Academic background
- Education: BS, Biological Sciences, 1985, Carnegie Mellon University MA, Statistics, 1990, PhD, Human Genetics, 1991, University of Michigan
- Thesis: Systems Analysis of the Hormonal Control of Renal Hemodynamics and Sodium Excretion (1991)

Academic work
- Institutions: University of Michigan School of Public Health

= Sharon Kardia =

American epidemiologist

Sharon Lee Reilly Kardia is an American epidemiologist. She is the Millicent W. Higgins Collegiate Professor of Epidemiology and Associate Dean for Education at the University of Michigan School of Public Health. Her research interests involve genetic epidemiology of common chronic diseases.

==Early life and education==
Kardia earned her Bachelor of Science degree from Carnegie Mellon University and her graduate degrees from the University of Michigan.

==Career==
Kardia accepted a faculty position at the University of Michigan School of Public Health (UMich) in 1998. Within her first year teaching at the institution, Kardia led a study examining why risk factors for atherosclerosis varied from person to person. Her research team discovered that the Apolipoprotein E protein determined how much influence cholesterol and other risk factors had on atherosclerosis. She later worked alongside Toby Citrin in 2001 to propose, develop, and lead UMich's first Center for Public Health and Community Genomics through a cooperative agreement between the Centers for Disease Control and Prevention and the Association of Schools of Public Health. While serving in this role, Kardia led a nationwide study of 6,250 people to conclude that there was no single genetic cause of hypertension. Citrin and Kardia were also both appointed co-directors of the Life Sciences, Values and Society Program in 2004, where they said they would "expand the cross-campus initiative exploring the ethical and societal questions raised by advances in science." As a result of her genetics research, Kardia was named to the nonprofit Genetic Alliance Council.
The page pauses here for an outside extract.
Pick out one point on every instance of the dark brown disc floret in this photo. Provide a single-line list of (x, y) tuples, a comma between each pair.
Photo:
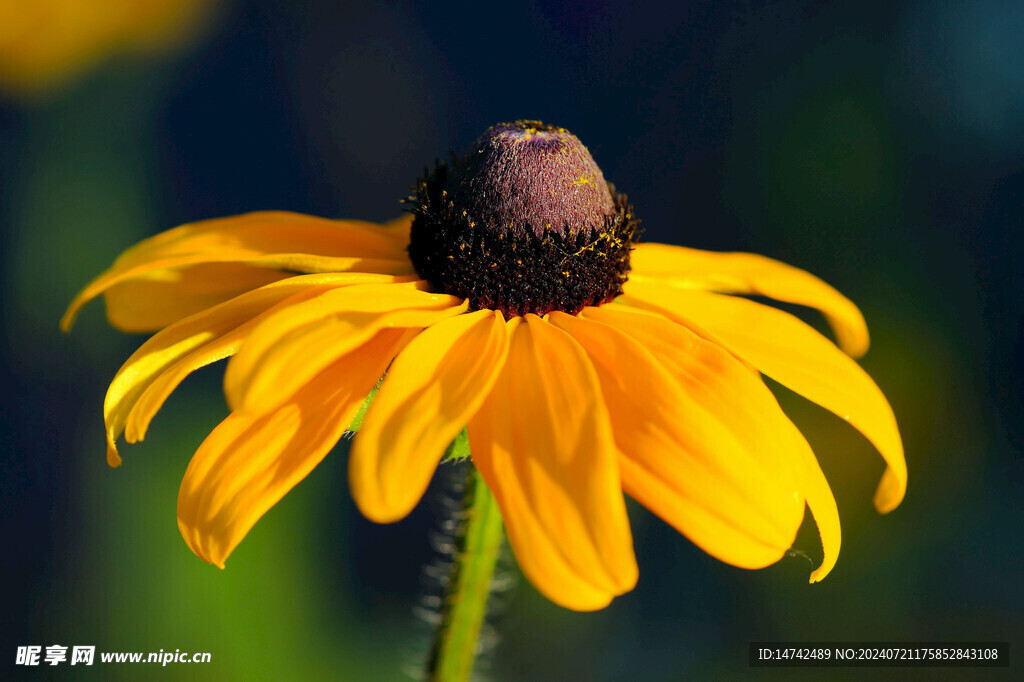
[(523, 222)]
In 2017, Kardia was appointed the Millicent W. Higgins Collegiate Professor of Epidemiology. She was later named the University of Michigan's School of Public Health’s inaugural Associate Dean for Education During the COVID-19 pandemic in North America, Kardia co-led a project to develop an online COVID-19 symptom checklist and COVID-19 dashboard to give Michigan health officials easy access to high risk areas for new coronavirus cases and to assist in educating the public.